На охоту вырвался спозаранку и поехал один, никого не поставив в известность. За Власюка, за вчерашний позор надо было расквитаться в одиночку. Теперь уже и деньги не имели значения, когда задета честь.
В Калуге навел справки, сориентировался в облотделе, но деревню Опеково обнаружил лишь к вечеру, когда уже отчаялся ее разыскать. "Жигуля" прихоронил под деревьями в полукилометре от крайней избы и в деревню вломился пехом, голодный, целеустремленный и злой. Для такого визита Суржиков облачился в старенький дорожный плащ с капюшоном, на голову нахлобучил ветхий кепарь с пуговкой, ноги обул в потертую кирзу с левым надорванным голенищем. Видок был справный, впору милостыню клянчить по дворам. Чтобы довершить впечатление заплутавшего алкаша, в машине, прежде чем выйти, подсинил себе тушью здоровенную блямбу на портрете. Глянул в зеркальце и остался доволен.
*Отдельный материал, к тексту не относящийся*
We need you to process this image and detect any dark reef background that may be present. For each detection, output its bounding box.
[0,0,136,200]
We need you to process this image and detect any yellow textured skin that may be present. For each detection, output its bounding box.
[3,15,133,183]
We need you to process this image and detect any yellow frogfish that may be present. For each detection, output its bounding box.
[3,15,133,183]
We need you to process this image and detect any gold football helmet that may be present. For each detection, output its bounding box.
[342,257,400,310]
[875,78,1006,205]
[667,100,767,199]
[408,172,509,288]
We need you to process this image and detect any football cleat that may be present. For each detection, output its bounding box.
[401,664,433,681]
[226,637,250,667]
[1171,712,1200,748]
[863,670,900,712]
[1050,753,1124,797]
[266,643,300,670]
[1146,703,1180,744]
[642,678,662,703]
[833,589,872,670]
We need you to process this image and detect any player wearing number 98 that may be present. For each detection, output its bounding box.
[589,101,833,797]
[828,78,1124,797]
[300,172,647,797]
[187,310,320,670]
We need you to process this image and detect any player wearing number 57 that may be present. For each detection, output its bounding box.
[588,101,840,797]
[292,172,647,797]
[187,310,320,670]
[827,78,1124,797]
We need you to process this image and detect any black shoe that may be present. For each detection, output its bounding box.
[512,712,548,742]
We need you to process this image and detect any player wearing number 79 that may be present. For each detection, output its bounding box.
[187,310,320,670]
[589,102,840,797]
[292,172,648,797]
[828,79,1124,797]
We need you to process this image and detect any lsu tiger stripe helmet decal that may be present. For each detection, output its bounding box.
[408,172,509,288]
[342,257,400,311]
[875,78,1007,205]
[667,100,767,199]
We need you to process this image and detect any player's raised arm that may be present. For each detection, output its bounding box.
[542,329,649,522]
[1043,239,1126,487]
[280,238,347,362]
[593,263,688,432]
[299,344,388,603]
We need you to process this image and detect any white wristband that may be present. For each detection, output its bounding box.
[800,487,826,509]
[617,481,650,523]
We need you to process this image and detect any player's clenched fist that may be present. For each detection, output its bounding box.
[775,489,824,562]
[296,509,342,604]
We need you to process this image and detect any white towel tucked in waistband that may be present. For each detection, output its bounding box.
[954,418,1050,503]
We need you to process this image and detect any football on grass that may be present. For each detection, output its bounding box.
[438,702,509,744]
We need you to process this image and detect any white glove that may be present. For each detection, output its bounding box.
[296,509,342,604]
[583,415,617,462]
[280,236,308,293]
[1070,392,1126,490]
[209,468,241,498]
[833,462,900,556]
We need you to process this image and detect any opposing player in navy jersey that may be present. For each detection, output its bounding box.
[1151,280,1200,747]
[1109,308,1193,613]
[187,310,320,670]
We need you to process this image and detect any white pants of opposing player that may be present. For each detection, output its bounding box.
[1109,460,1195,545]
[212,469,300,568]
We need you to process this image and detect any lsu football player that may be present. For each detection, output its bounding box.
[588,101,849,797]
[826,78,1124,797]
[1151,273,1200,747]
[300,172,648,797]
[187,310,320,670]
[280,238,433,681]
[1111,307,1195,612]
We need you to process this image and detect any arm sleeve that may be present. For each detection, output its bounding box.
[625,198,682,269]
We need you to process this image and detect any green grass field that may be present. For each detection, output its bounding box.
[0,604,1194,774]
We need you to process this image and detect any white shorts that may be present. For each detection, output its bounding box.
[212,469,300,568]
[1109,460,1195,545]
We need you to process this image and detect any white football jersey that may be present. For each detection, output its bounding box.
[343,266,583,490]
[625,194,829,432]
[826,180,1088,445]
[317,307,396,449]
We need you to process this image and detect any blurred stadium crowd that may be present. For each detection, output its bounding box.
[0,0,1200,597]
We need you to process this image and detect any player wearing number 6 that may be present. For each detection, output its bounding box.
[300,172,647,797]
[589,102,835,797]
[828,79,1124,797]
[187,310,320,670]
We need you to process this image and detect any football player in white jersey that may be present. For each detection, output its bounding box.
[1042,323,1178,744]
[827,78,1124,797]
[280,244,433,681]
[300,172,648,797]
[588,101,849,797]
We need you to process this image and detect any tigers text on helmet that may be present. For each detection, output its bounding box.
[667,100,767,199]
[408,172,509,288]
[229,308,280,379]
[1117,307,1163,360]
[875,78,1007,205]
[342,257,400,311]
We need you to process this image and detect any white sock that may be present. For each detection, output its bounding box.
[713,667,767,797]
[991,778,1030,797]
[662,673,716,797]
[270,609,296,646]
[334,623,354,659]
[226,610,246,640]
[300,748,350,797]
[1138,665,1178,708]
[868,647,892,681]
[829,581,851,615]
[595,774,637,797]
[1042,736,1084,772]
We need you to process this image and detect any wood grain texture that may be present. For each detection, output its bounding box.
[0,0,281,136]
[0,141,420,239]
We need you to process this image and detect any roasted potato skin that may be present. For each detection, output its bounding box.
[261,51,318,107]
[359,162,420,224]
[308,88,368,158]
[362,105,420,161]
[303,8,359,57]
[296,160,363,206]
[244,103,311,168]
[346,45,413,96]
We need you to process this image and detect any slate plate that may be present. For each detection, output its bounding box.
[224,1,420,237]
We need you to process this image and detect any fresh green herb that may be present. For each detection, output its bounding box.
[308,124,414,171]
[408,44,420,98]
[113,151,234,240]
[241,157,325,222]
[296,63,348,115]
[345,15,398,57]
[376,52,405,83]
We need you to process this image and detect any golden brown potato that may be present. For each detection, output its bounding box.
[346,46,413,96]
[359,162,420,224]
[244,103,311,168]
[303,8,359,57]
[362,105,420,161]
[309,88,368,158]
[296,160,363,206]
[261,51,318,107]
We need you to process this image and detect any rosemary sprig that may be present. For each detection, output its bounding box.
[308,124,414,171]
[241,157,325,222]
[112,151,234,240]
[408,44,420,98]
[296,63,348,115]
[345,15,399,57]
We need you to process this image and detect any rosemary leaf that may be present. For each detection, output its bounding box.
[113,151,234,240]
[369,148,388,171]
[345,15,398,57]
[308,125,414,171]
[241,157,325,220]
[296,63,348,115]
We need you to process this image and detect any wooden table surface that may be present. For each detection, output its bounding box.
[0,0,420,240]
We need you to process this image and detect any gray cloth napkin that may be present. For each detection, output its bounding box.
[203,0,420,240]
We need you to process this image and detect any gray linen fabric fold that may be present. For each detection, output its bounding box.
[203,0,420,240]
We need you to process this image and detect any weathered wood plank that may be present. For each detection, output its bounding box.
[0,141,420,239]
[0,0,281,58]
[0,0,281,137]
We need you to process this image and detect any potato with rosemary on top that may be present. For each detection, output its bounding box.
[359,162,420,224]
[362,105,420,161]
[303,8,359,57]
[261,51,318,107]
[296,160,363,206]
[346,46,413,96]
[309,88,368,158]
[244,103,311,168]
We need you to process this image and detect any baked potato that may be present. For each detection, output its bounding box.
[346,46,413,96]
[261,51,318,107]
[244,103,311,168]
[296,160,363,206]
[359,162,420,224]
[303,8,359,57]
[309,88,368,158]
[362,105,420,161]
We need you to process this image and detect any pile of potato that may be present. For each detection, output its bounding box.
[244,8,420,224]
Такое и должно быть обличье у порядочного, честного аборигена в колониальном раю. Единственная живая душа, которую встретил на улочке, была опрятная старушонка у колодца, норовящая зачерпнуть водицы скособоченным эмалированным ведром. Не говоря ни слова, Суржиков помог старухе управиться: гремящей ржавой цепью вытянул ведро и установил на ухватистую двухколесную тележку. Местная жительница наблюдала за его действиями без страха.